For $x \in [0,1)$ then the continued fraction representation of $$x=0 + \cfrac{1}{a_1(x)+\cfrac{1}{a_2(x)+\cfrac{1}{a_3(x)+\cfrac{1}{\dots}}}}$$ can be written as $[0; a_1(x), a_2(x), a_3(x), \dotsc]$ where $a_j(x)$ is a positive integer.
Define $F(n_1, n_2, \dots, n_k)$ to be a set of all $x \in [0,1)$ such that $$a_1(x) = n_1, a_2(x) = n_2, \dots, a_k(x) = n_k$$ (first $k$ digits in the continued fraction expansion is $n_1, \dots, n_k$).
Define $\mu$ be the (Gauss) measure, $$\mu(A) = \int_A \frac{1}{\log{2}}\frac{dt}{t+1}.$$
Then $$\mu(F(n_1, n_2, ..., n_k)) = \mu(F(n_k, n_{k-1}, ..., n_1)).$$
I want to verify the result. I study Ergodic Theory of Number using the online material : https://www-fourier.ujf-grenoble.fr/sites/default/files/files/fichiers/lecturenotesdajani2013.pdf
This fact is listed on the page $38$ of the pdf file. I check the book that mentioned as reference, but it is one of the exercise without proof.

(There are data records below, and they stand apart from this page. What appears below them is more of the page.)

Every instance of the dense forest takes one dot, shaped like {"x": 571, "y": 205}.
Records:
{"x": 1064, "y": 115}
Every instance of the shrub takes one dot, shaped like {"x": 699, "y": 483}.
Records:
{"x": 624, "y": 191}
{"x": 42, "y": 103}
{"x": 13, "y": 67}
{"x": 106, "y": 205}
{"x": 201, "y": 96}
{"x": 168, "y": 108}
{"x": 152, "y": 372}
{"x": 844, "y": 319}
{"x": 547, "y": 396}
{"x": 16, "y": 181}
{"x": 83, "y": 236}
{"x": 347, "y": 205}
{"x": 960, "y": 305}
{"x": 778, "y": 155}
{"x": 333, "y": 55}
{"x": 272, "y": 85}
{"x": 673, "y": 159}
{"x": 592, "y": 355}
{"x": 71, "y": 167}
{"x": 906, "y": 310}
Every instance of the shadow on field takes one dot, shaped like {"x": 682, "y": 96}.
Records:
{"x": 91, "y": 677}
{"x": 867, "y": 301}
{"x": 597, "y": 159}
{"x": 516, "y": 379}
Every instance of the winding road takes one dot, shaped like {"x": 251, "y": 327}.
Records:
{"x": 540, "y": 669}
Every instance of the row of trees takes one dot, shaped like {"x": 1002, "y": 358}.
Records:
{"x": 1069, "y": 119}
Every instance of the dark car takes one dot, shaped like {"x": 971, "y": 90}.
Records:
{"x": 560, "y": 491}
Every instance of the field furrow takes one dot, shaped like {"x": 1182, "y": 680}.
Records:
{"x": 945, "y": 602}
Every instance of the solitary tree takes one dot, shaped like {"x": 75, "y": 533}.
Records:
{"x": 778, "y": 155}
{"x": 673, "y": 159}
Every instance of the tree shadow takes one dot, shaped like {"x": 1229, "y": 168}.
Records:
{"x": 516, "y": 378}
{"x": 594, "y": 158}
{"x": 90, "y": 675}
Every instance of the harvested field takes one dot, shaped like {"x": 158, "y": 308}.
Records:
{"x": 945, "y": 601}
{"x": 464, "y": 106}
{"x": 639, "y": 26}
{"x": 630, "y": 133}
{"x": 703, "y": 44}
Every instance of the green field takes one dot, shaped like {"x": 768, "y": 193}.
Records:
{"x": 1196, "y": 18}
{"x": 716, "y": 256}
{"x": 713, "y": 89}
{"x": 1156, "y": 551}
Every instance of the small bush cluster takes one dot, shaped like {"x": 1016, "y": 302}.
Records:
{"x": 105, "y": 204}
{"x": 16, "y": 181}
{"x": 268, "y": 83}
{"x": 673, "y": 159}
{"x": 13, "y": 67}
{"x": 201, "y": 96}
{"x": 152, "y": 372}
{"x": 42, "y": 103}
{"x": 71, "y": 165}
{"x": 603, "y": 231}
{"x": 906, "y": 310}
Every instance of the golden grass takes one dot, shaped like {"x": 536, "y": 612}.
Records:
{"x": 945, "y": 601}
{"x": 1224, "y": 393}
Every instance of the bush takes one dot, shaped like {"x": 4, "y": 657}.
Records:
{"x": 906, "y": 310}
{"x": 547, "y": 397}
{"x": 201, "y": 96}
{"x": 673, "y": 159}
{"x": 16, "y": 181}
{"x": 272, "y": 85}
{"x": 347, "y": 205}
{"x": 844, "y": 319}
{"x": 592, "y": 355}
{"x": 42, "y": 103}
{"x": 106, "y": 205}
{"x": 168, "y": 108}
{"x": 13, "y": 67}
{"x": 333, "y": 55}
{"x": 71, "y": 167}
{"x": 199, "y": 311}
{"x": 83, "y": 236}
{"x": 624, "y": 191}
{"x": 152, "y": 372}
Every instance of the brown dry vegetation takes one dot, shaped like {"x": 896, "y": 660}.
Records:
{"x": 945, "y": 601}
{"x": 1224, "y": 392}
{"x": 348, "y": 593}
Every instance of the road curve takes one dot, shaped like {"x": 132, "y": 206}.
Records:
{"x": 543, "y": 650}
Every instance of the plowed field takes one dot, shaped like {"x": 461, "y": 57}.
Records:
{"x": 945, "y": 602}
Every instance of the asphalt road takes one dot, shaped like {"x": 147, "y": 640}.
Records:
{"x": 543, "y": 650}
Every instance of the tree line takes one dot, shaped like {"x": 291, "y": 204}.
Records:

I try the case when the length is 2: $$\mu(F(m, n)) = \frac{1}{\log(2)}\int_{F(m, n)} \frac{dt}{t+1} = \frac{\log(x+1)}{\log(2)}|_{F(m, n)}.$$
Since $F(m, n) = \Big[\frac{n}{nm+1}, \frac{n+1}{m(n+1)+1}\Big)$ and $F(n, m) = \Big[\frac{m}{nm+1}, \frac{m+1}{n(m+1)+1}\Big),$ by a simple simplification $$\log(x+1)|_{F(m,n)} = \log\Big(\frac{n + nm+1}{mn+1} \cdot \frac{m(n+1)+1}{n+1+m(n+1)+1}\Big)$$ and $$\log(x+1)|_{F(n, m)} = \log\Big(\frac{m+nm+1}{mn+1} \cdot \frac{n(m+1)+1}{m+1+n(m+1)+1}\Big).$$
So $$\mu(F(m,n)) = \mu(F(n,m)).$$
For general case of length $k$, it is quite hard to find the actual form of $F(n_1, n_2, \dots, n_k)$ and $F(n_k, \dots, n_1)$. So I wonder if there is a more straigth forward way to see why this identity holds.